Book: The Effective Executive

The Effective Executive

by Peter F. Drucker

Overall Effectiveness

Intelligence, imagination, and knowledge are essential resources, but only effectiveness converts them into results.

Productivity for the knowledge worker means the ability to get the right things done. It means effectiveness.

Assumption is that effectiveness can be learned and that is my over-arching goal, to become more effective.

1. Know Where My Time Goes

Effective executives know where their time goes. They work systematically at managing the little of their time that can brought under their control.

Example template to track your time - a mashup of Drucker and Jim Collins - essentially - provides visibility into tasks that energize/ drain you and determine what you need to stop doing/ do less of/ start doing

2. Focus on Outward Contribution

Effective executives focus on outward contribution. They gear their efforts to results rather than to work. They start out with the question, “What results are expected of me?” rather than with the work to be done, let alone with its techniques and tools.

3. Build on My Strengths

Effective executives build on strengths – their own strengths, the strengths of their superiors, colleagues, and subordinates; and on the strengths in the situation, that is, on what they can do. They do not build on weakness. They do not start out with the things they cannot do.

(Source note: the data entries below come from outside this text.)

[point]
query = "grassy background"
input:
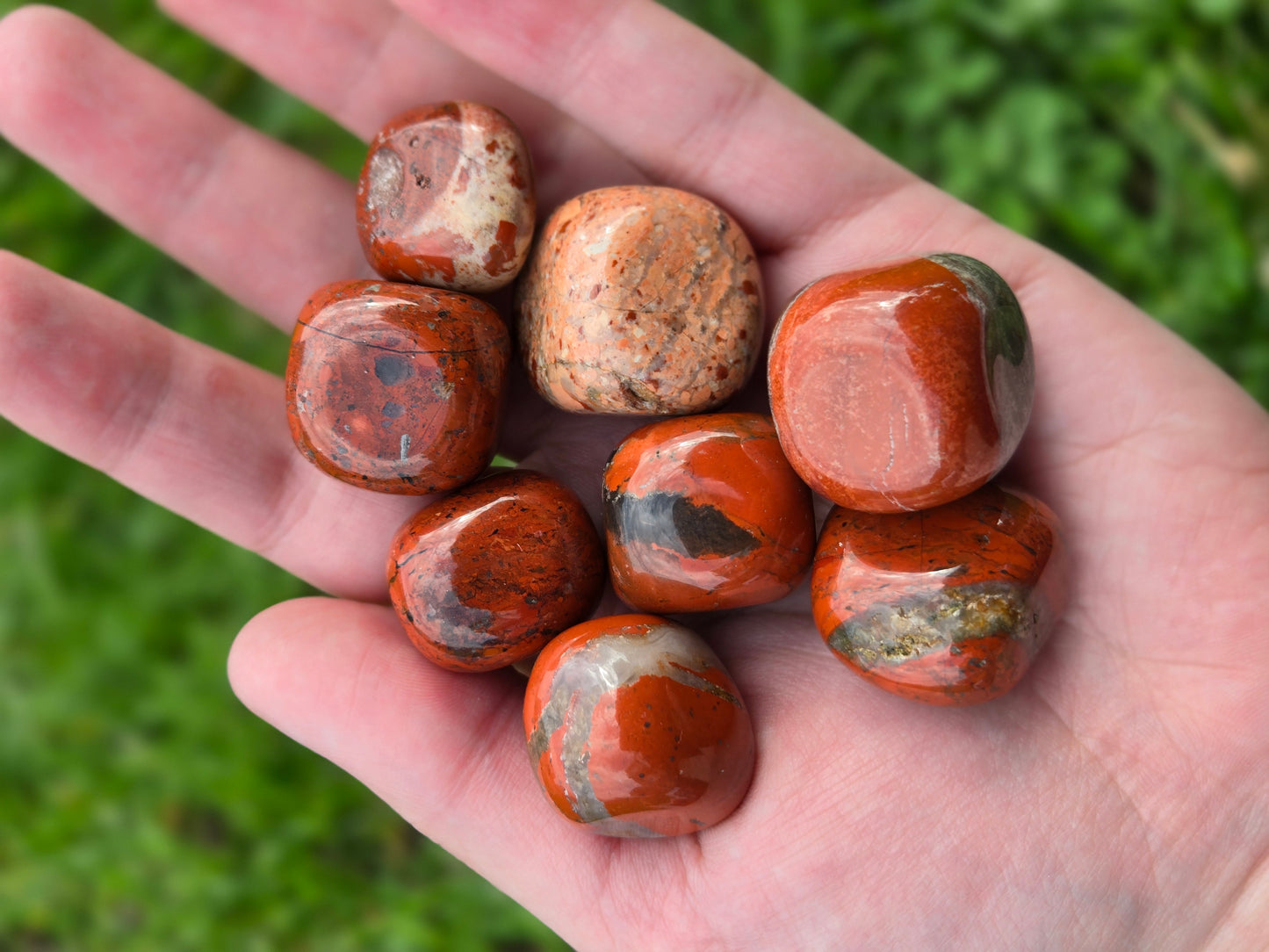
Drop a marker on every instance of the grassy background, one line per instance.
(142, 807)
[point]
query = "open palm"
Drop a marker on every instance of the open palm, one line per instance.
(1118, 797)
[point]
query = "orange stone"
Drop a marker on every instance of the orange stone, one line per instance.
(489, 574)
(901, 387)
(396, 387)
(635, 729)
(706, 513)
(445, 198)
(947, 606)
(640, 299)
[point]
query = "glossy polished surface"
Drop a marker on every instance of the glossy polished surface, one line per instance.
(706, 513)
(636, 730)
(489, 574)
(640, 299)
(901, 387)
(946, 606)
(445, 198)
(396, 387)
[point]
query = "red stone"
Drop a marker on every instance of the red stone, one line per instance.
(635, 729)
(396, 387)
(445, 198)
(901, 387)
(640, 299)
(487, 575)
(947, 606)
(706, 513)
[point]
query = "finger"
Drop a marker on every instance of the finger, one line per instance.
(686, 108)
(363, 61)
(185, 425)
(254, 217)
(447, 752)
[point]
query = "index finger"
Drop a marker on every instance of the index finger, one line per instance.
(686, 108)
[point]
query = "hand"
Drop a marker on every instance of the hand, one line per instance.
(1118, 797)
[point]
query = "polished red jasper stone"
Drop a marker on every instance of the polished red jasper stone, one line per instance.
(640, 299)
(635, 729)
(396, 387)
(901, 387)
(946, 606)
(445, 198)
(706, 513)
(489, 574)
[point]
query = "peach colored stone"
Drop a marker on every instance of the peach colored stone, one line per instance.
(640, 299)
(445, 198)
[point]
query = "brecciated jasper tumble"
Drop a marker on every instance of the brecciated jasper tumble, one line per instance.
(445, 198)
(640, 299)
(396, 387)
(489, 574)
(636, 730)
(946, 606)
(901, 387)
(706, 513)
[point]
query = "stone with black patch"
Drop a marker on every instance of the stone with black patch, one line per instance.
(704, 513)
(386, 393)
(635, 729)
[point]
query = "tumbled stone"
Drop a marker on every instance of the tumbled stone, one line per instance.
(706, 513)
(635, 729)
(948, 606)
(901, 387)
(640, 299)
(485, 576)
(445, 198)
(396, 387)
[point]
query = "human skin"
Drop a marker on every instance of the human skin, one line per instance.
(1118, 797)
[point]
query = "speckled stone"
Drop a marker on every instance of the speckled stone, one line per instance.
(485, 576)
(445, 198)
(640, 299)
(948, 606)
(635, 729)
(396, 387)
(704, 513)
(901, 387)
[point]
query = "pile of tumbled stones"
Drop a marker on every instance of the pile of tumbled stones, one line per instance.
(898, 391)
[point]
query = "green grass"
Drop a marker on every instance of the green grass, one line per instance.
(142, 807)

4. Concentrate on Areas Where Superior Performance Will Produce Outstanding Results

Effective executives concentrate on the few major areas where superior performance will produce outstanding results. They force themselves to set priorities and stay with their priority decisions. They know that they have no choice but to do first things first – and second things not at all. The alternative is to get nothing done.

5. Effective Decisions

Effective executives, finally, make effective decisions. They know that this is, above all, a matter of system – of the right steps in the right sequence. They know that an effective decision is always a judgment based on “dissenting opinions” rather than on “consensus on facts.” And they know that to make many decisions fast means to make the wrong decisions. What is needed are few, but fundamental, decisions. What is needed is the right strategy rather than razzle-dazzle tactics.